Responses from a woman who complains she has always suffered from depression, despite her own description that she had previously sought help for her depression only during six weeks when she was not drinking, combined with a history of problems with her husband that intensified six years into her marriage at around the age of 35, would add weight to a deferential diagnosis of substance dependence rather than major depression.
A family history of abuse is also another factor to be considered. Statistics indicate a fourfold increase in alcoholism among children born to alcoholic parents, regardless of who raises them. Alcoholism in the parent who rears the child does not increase the risk. Furthermore, Schuckit's own research indicates that an early high tolerance for alcohol in sons of alcoholics correlates with later dependence.
The initial charting of symptoms to verify a dependence-produced pattern as opposed to that associated with independent psychological disorders can be further supported by laboratory tests (a GGT or gamma-glutamyltransferase) greater than 30 U per L or high levels of blood lipids and uric acid are indicative of someone who is drinking four to six drinks a day.
Once a tentative differential diagnosis is established, the next step brings the clinician onto more familiar ground. In overcoming the substance-dependent individual's predictable denial about his or her condition, the clinician needs to intervene in a way that helps the individual understand the considerable health risks to which dependence exposes him or her. In the case of alcoholics that means heart disease, cancer, accidents and suicide. The goal of what are likely to be multiple intervention attempts is not only to begin the treatment process but confirm the original diagnosis. Patients still using depressants and opiates must undergo a period of detoxification, wherein the clinician's job is to help control discomfort without administering substitute mood-altering medication. Schuckit sees no benefit in using antidepressants with a suspected substance abuser's depressive episodes.
"I would be inclined to use cognitive therapy and wait it out," he counseled.

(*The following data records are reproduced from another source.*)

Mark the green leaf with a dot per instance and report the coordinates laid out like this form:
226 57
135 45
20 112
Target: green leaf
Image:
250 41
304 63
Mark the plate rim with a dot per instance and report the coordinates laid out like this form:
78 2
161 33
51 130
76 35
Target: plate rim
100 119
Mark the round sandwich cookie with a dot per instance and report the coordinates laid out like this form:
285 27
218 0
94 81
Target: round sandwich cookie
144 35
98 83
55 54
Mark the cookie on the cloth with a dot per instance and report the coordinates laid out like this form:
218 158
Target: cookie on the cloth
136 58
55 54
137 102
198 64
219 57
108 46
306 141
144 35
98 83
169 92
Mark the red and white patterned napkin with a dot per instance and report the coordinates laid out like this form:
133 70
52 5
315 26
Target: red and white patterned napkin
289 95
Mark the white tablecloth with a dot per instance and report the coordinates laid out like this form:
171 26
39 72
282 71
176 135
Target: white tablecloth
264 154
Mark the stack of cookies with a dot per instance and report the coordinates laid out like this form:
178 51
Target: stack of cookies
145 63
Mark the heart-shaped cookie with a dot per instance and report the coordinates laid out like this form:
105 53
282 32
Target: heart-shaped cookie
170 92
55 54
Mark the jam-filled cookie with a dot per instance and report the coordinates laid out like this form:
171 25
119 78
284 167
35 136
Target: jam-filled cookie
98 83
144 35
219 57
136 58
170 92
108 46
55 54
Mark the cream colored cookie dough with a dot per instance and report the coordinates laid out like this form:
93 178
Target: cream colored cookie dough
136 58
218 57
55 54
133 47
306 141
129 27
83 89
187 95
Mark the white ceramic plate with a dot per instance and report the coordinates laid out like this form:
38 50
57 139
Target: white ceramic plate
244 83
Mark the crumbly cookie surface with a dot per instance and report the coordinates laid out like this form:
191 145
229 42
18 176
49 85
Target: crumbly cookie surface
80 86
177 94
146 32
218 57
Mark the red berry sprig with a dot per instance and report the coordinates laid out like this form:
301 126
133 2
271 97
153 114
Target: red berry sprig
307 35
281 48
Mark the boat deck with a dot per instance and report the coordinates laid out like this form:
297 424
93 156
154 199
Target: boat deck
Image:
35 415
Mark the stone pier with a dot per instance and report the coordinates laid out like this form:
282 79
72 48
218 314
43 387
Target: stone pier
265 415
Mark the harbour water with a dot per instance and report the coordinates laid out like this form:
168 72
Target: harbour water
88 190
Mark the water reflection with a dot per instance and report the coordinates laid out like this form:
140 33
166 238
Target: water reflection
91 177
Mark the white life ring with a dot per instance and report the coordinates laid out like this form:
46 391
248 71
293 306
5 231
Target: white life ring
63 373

Although 40% of alcohol-dependent individuals will appear to be suffering from a major depression one week after abstinence, typically the depression will clear within three to four weeks. If after four weeks, psychiatric symptoms persist, then likely a diagnosis of a major disorder is justified, as long "as the full-blown complex of symptoms is present," Schuckit said.
Otherwise treatment for withdrawal includes a good physical to establish that there are no other existing medical conditions; good nutrition; rest; and whatever medicines might be needed to control physiological symptoms (decongestants and medication for diarrhea in opiate withdrawal, for example). The clinician should expect withdrawal symptoms to follow a continually declining course: onset after approximately eight hours of abstinence, peak at day 2, diminish at day 3, disappear in three to six months.
Far and away the practitioner's biggest challenge will come on another patch of familiar ground-helping the recovering substance-dependent patient remain motivated and build the life skills to stay sober, in order that he or she may be among the 70% of individuals who remain abstinent after a year.
"My goal," Schuckit said, "is the optimum level of function at the least cost and pain."